Expectations for Perry have been set so low that many believe even a halfway credible showing will be enough to pump some life into his flagging campaign. But if he thinks that’s all he needs to do, he’s fooling himself. Exceeding low expectations won’t cut it. The bar is actually set much higher for him than ever before. This time Perry must look, act and speak in a presidential manner.

Perry’s September swoon was every bit as historic as the collapse of the Boston Red Sox and the Atlanta Braves in baseball’s Wild Card playoff spot competition. Polls show he lost half of his support during the past few weeks. That’s an astounding drop, especially because it came only a month after he parachuted into the race. Though his stance on in-state tuition benefits for the children of illegal immigrants has helped erode his standing, most of the blame for his problems must be attributed to the way he looked in the debates. He looked and sounded tired and unfocused during the second half of each one. This led even his conservative supporters to question not only whether he could stand up to Barack Obama next fall but also if he is really qualified for the presidency.

So while even a mediocre performance might earn him some plaudits for improvement, exceeding low expectations doesn’t get him back where he was when he was lapping the field. After whiffing on a softball question that might have allowed him to skewer Romney on his flip-flops and left him looking like someone who had no business on the stage, the standard he must meet is actually much higher than that of the other candidates.

Most Americans didn’t know much about Perry before the debates, so his performances created the general impression that Perry is a bumbler. Whether that perception is correct or not is immaterial. It exists, and erasing it from the public mind and replacing it with a new image of a tough, competent and articulate candidate won’t be accomplished with a few practiced one-liners. It will require him to sound as good as Romney, who after more than five years of running for president is an excellent speaker and debater. He must have strong answers prepared on his weak points and be ready with incisive attacks on Romney’s inconsistent record on health care legislation. And he must follow up a good showing tonight with equally strong performances in the subsequent debates.

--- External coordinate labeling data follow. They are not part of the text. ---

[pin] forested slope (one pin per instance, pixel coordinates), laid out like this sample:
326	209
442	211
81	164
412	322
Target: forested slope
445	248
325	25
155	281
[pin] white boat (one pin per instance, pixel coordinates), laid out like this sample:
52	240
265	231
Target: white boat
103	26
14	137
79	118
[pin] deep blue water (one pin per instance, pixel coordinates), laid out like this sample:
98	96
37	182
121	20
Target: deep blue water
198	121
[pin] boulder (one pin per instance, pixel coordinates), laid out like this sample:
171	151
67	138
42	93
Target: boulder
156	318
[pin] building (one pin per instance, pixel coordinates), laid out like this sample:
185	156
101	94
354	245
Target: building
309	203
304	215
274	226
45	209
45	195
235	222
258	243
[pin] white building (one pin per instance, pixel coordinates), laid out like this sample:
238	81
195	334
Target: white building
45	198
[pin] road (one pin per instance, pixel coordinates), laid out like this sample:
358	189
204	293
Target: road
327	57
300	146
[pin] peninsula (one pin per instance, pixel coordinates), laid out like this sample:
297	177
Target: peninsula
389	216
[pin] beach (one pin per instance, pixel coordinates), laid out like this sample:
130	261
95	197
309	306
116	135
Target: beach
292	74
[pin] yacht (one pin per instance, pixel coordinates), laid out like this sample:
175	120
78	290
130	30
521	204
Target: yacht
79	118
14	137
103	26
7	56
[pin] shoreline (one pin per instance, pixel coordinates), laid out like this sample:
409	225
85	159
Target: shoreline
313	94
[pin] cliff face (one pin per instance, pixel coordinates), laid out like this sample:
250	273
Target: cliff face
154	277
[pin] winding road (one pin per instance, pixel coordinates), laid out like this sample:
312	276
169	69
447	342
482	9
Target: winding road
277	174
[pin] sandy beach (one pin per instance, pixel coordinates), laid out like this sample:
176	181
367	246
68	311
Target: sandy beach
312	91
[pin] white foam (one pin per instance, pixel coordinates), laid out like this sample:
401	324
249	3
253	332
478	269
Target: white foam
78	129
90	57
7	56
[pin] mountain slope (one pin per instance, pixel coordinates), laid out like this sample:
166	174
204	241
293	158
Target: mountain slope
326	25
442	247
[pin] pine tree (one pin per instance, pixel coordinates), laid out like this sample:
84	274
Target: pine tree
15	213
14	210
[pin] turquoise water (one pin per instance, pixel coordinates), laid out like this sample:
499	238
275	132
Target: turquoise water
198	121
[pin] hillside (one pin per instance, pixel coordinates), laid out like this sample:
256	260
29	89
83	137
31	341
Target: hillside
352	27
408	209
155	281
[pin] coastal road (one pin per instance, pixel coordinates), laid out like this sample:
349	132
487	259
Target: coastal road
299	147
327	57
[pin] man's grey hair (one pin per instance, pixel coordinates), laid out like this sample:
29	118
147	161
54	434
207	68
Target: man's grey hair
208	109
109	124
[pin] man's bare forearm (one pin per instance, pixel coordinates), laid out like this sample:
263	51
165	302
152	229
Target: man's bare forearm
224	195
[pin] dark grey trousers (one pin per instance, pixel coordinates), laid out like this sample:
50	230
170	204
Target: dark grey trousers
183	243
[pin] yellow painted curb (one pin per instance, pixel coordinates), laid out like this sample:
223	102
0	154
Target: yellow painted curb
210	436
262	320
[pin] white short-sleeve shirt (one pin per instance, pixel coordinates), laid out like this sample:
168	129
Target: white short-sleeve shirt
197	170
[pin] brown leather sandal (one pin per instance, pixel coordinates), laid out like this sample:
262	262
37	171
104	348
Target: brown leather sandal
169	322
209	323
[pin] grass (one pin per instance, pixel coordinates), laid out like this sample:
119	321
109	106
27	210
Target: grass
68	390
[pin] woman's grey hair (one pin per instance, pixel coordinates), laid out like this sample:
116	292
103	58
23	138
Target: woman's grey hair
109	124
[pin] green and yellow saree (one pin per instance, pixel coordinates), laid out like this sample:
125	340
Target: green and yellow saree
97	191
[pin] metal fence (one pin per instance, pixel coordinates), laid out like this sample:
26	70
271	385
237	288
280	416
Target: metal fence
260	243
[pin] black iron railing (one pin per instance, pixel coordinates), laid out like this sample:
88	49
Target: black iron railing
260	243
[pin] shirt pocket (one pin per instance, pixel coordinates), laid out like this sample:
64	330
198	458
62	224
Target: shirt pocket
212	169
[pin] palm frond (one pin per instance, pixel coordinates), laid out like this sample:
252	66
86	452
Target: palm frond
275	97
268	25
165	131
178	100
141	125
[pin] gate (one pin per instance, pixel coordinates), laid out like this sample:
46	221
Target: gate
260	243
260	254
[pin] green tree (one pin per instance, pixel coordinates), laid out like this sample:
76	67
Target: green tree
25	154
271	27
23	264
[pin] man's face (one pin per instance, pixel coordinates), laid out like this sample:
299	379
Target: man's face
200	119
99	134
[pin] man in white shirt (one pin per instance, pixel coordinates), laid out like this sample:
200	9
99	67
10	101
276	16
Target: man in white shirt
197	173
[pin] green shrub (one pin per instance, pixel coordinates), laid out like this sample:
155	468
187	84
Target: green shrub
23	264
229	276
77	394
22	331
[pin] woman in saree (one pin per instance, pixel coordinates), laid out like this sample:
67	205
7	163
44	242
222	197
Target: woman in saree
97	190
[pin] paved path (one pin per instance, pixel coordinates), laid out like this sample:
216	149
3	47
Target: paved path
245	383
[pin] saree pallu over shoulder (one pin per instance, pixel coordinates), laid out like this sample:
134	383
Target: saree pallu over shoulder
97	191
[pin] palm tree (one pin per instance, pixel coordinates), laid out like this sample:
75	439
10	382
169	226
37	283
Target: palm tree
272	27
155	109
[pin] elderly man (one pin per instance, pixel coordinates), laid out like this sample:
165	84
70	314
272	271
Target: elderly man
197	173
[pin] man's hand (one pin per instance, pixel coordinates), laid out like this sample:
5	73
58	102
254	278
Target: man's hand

If Perry can do that, he has the money to stay in the race and outlast Herman Cain —who has been the principal beneficiary of his collapse — leaving him the only viable conservative still standing in the race. But this won’t be done by merely showing up and managing not to embarrass himself. If there is any candidate who can’t afford to play the expectations game tonight it is Rick Perry. He might have gotten away with a mediocre performance when he was riding high in the polls, but not anymore.